Autant de zones autrefois vivantes et peuplées, aujourd’hui mortes et irradiées pour toujours. En contemplant ce spectacle grandeur nature, Tancrède se sentit écœuré par la terrifiante stupidité des humains qui s’étaient eux-mêmes infligés une si lourde peine. Des dizaines d’années seraient encore nécessaires pour remonter la pente et reconstruire une société digne de ce nom sur des bases plus saines, grâce à l’Empire Chrétien Moderne.

Une autre pensée, plus forte encore, le frappa alors de plein fouet en regardant les continents défiler lentement sous ses yeux et les montagnes entrer progressivement dans la lumière : on ne voit pas les hommes. À cette distance, aucun signe de la présence ou de l’activité des hommes n’était visible. Pas la moindre frontière ne se devinait, pas la moindre ville n’apparaissait, pas la moindre route, cette planète aurait pu être vierge… et le sera peut-être à nouveau un jour. Nous ne sommes rien, insignifiants, à quoi bon tout cela ! Un immense effroi s’empara de son esprit pendant un instant. Tout ce que nous faisons est vain, condamné à disparaître ! Tout ça est absurde et sans but !

Ce n’était pas la première fois qu’il expérimentait ce genre de sensation, que des pensées impies lui traversaient ainsi l’esprit. À chaque fois, il mettait toute son ardeur à les combattre et pourtant, elles finissaient toujours par revenir, plus fortes, plus insidieuses. Comme chaque fois, il sentit un poids terrible sur son dos qui le fit ployer. Il dut saisir la barre qui courait sous les baies d’observation pour conserver son équilibre.

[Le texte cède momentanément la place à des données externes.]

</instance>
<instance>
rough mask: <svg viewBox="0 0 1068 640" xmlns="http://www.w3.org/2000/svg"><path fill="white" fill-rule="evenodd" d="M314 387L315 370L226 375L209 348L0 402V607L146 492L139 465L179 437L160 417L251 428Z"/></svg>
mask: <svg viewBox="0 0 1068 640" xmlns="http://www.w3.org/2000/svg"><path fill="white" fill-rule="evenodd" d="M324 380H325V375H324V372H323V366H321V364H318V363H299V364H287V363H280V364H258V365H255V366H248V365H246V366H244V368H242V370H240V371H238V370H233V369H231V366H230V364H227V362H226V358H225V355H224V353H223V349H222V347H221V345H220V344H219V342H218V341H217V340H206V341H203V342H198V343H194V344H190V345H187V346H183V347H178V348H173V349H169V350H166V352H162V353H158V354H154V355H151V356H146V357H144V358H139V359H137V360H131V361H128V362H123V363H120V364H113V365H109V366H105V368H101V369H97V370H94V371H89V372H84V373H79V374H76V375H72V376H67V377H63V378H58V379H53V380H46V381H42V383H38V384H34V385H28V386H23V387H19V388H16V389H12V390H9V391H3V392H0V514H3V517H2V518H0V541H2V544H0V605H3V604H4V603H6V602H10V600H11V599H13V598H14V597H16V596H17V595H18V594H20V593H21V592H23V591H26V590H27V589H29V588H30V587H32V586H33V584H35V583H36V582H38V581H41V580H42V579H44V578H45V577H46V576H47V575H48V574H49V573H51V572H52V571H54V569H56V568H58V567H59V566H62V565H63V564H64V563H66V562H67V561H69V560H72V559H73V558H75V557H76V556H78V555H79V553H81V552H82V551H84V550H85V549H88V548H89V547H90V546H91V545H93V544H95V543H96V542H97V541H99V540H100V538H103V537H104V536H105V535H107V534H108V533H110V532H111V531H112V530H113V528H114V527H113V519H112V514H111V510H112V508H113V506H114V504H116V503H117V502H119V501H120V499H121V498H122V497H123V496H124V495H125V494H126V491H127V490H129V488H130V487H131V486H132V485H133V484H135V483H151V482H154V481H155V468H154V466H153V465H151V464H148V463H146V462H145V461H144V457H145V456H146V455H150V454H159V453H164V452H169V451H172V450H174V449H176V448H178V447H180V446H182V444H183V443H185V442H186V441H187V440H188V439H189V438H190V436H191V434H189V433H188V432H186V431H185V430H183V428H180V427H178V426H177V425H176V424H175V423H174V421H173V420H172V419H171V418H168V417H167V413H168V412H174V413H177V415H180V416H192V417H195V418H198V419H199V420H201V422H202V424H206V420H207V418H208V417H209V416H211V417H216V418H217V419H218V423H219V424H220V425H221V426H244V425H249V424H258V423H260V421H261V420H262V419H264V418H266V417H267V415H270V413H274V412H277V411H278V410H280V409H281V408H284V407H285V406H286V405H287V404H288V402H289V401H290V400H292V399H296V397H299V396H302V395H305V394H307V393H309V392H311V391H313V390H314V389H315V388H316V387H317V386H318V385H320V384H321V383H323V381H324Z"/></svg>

Engilbert le remarqua et lui posa la main sur l’épaule.

« Tout va bien, mon ami ? Tu n’as pas l’air dans ton assiette tout à coup. »

Par un gros effort de volonté, Tancrède chassa la torpeur néfaste qui s’était emparée de lui.

« Oui… Oui, Engilbert, je te remercie… La fatigue sans doute… »

Mais au fond de lui, il savait qu’il n’en était rien. Il l’avait remarqué depuis quelque temps déjà, ses vieux démons étaient de retour.

10 mai 2204 TC
H – 6 h 02

Le lendemain, tous les esprits n’étaient occupés que par une seule chose : le prêche de Pierre l’Ermite à la basilique.

Prévu en fin de matinée, ce moment capital du départ de la croisade était considéré comme le symbole de l’engagement définitif de l’armée croisée, l’instant où le nom de Dieu serait formellement invoqué afin qu’il accompagne les hommes dans leur céleste mission et les aide à accomplir leur vœu.

Pour la plupart, ce serait aussi la première fois que Pierre l’Ermite apparaîtrait en personne et deviendrait officiellement le véritable chef de la croisade ainsi que son guide spirituel. La fin du prêche donnerait le coup d’envoi du compte à rebours final de l’appareillage du Saint-Michel.

À onze heures, un appel général retentit dans tout le bâtiment : « Tous les hommes et femmes, membres d’équipage et militaires, techniciens et civils sont invités à se rendre, toutes affaires cessantes, à la basilique dans le Quadrant 1, ou à se diriger vers la plaque publique la plus proche pour les non-accrédités ou pour les accrédités se trouvant trop loin du Quadrant 1, afin d’y entendre le prêche de Pierre l’Ermite et d’y recevoir la bénédiction de l’évêque Adhémar de Monteil avant l’appareillage. »

À l’écho de ces mots résonnant dans les grands espaces du vaisseau, chaque homme et chaque femme abandonnèrent leurs tâches – cet instant si longtemps attendu arrivant enfin – et se dirigèrent de concert vers le premier quadrant. Un peu partout, des groupes de plus en plus compacts se formèrent devant les plaques publiques.

Depuis bientôt deux jours que Tancrède était à bord, les seules personnes avec lesquelles il avait eu un contact intéressant étaient les frères Tournai. Si Engilbert lui faisait un peu l’effet d’un moine austère et revêche, il entrevoyait chez lui une chaleur humaine et une intelligence certaine qui lui plaisaient. Liétaud, son frère, bien qu’impulsif et parfois immature, lui semblait être d’un tempérament résolument optimiste et sociable. C’est donc tout naturellement qu’il leur avait proposé d’aller ensemble écouter le prêche de Pierre l’Ermite.